Irán destruye avión espía estadounidense de 500 millones de dólares tras vigilancia rusa
Un ataque a la Base Aérea Príncipe Sultán de Arabia Saudita el 26 de marzo resultó en la destrucción de un E-3 Sentry de la Fuerza Aérea de EE. UU., un centro de mando aerotransportado de 500 millones de dólares, e hirió a 12 militares estadounidenses. La precisión del ataque, que impactó la aeronave exactamente donde su cúpula de radar se conecta al fuselaje, sugiere el uso de inteligencia de alta calidad.
El presidente ucraniano Volodímir Zelenski proporcionó una posible explicación para esta precisión el 28 de marzo. Citando informes de inteligencia, Zelenski afirmó estar "100 por ciento" seguro de que Rusia compartió inteligencia satelital con Irán. Detalló que los satélites rusos fotografiaron la base los días 20, 23 y 25 de marzo, justo antes del ataque. Moscú ha negado oficialmente las acusaciones, con el ministro de Asuntos Exteriores Serguéi Lavrov afirmando que las ubicaciones de las bases estadounidenses son de conocimiento público.

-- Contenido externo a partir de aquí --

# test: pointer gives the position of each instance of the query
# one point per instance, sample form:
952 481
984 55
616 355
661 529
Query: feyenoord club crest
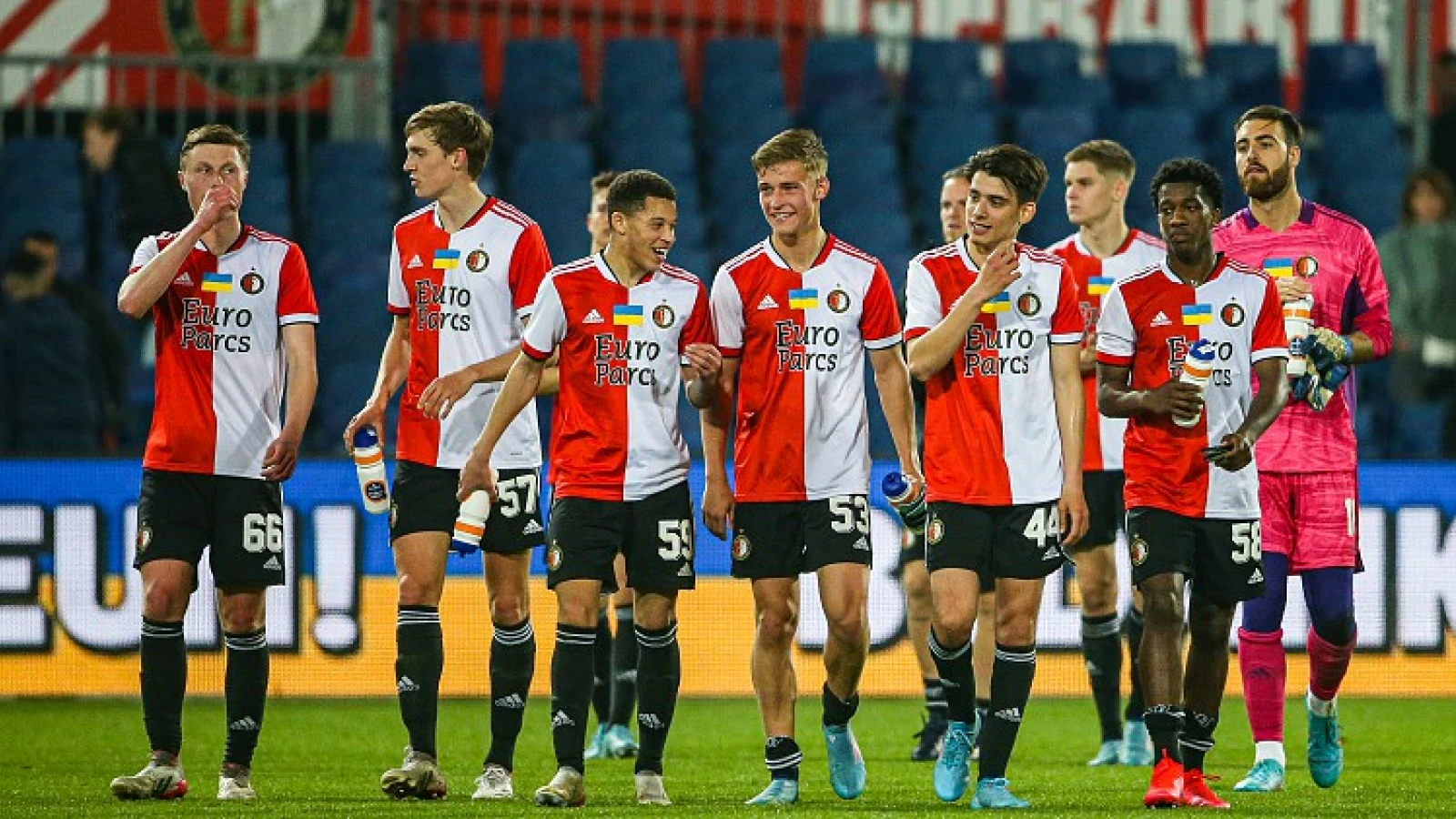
935 530
252 283
1138 551
1028 303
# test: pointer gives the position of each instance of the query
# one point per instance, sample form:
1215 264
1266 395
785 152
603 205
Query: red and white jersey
615 435
468 295
220 361
1103 443
1149 321
990 417
1350 295
801 339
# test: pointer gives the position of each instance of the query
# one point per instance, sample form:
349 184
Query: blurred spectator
130 182
53 379
1443 124
1420 266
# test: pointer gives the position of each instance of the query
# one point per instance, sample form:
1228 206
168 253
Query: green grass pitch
324 758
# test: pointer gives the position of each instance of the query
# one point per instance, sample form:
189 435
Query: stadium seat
1033 69
1143 73
642 75
945 73
1343 76
1251 70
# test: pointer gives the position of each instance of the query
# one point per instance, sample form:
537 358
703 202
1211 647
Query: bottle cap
366 438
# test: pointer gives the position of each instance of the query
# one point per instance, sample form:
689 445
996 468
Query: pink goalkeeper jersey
1350 295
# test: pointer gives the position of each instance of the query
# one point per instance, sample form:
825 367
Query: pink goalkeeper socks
1261 662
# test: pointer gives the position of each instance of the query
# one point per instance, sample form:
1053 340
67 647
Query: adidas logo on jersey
1009 714
510 702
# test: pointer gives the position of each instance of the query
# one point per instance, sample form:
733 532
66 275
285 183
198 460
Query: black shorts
1104 494
914 548
424 500
654 533
1219 557
1019 541
786 540
182 513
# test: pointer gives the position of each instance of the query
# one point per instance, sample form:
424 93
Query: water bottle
470 522
907 499
369 462
1198 368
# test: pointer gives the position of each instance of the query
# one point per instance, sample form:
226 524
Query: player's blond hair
795 145
456 126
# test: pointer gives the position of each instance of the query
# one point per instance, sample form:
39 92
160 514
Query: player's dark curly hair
1188 169
1023 171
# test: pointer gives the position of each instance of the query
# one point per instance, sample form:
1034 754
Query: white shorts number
1247 542
677 540
262 532
851 513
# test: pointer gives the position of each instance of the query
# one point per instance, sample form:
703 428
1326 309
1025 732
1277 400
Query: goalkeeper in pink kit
1308 489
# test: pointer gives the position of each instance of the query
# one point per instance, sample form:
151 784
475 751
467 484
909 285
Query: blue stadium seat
1143 73
945 73
642 75
1343 76
1251 70
1034 67
844 73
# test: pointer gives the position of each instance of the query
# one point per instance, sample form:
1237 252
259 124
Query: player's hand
1292 288
1072 508
370 416
477 475
217 203
281 458
1174 398
718 508
1237 453
705 360
996 274
440 397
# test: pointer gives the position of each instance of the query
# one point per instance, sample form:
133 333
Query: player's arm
140 290
393 368
1067 392
717 420
517 390
300 353
934 350
893 385
1238 446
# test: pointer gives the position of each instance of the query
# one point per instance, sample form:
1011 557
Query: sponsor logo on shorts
935 530
1138 551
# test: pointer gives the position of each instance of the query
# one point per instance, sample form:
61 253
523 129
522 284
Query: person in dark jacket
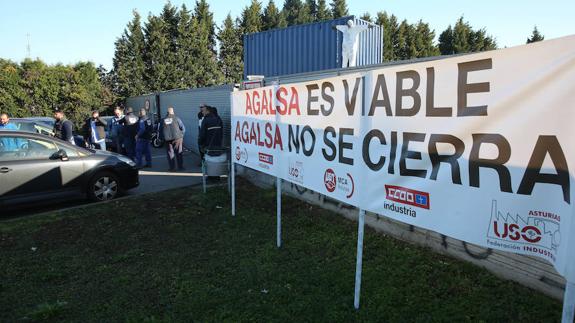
95 131
116 130
172 130
63 128
144 140
211 132
130 130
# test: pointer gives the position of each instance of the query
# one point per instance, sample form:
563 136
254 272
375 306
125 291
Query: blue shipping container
307 48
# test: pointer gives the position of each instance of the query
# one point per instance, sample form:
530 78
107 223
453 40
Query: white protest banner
477 147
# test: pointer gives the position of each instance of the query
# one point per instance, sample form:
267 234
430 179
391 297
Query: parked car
37 167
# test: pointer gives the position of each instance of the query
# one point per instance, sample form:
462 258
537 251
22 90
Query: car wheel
104 186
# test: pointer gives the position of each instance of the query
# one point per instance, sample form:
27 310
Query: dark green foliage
33 88
463 39
231 51
323 12
251 21
271 16
338 9
129 66
367 17
535 36
180 257
296 13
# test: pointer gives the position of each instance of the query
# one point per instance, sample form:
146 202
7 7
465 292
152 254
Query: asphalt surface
155 179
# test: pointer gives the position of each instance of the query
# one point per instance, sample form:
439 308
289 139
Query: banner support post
233 192
279 211
359 260
568 303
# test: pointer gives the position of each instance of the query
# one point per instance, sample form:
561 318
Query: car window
71 152
14 147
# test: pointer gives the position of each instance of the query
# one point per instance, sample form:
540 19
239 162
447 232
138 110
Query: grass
180 257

El ataque expone la presión sobre los activos militares estadounidenses sobrecargados
La pérdida del E-3 Sentry reduce la flota de EE. UU. a solo 15 de estas aeronaves envejecidas e irremplazables. Estos aviones proporcionan una gestión crítica del campo de batalla, rastreando aeronaves, drones y misiles en un radio de 250 millas. Sin una línea de producción activa, un reemplazo podría costar más de 700 millones de dólares. El incidente obliga a la flota restante a realizar más salidas, aumentando el estrés en las tripulaciones y las estructuras de los aviones en un momento crítico.
Irán no solo golpeó un avión. Golpeó una capa de gestión de batalla, y en el momento en que esa capa es más necesaria.
— Prof. Kelly Grieco, Investigadora Principal en el Centro Stimson.
El ataque agrava las presiones militares existentes. EE. UU. ha gastado un estimado de 26 mil millones de dólares en municiones en la región en solo 16 días, y el análisis sugiere que está a solo un mes de agotar su inventario de misiles interceptores críticos de Defensa de Área de Gran Altitud Terminal (THAAD). Esta vulnerabilidad debilita la postura de EE. UU. en un posible conflicto prolongado.
Los mercados petroleros se preparan para la inestabilidad a medida que aumenta el riesgo en Ormuz
Esta escalada militar amenaza directamente el Estrecho de Ormuz, un punto de estrangulamiento crítico para los mercados energéticos globales por donde pasa aproximadamente el 20% del petróleo comercializado a nivel mundial. Irán, que controla alrededor del 9% de las reservas probadas de petróleo del mundo, tiene la capacidad de interrumpir esta arteria vital. La creciente tensión está añadiendo una prima de riesgo geopolítico significativa a los precios del petróleo crudo, impactando a las naciones importadoras de combustible en todo el mundo.
El incidente destaca dinámicas globales complejas, ya que EE. UU. permitió recientemente algunas compras de petróleo ruso varado para estabilizar los precios de la energía. Zelenski calificó esta medida de "extraña" a la luz del presunto papel de Rusia en la asistencia a los ataques contra activos estadounidenses. Esto muestra un conflicto directo entre la estabilización del mercado energético a corto plazo y la resolución de amenazas estratégicas a largo plazo.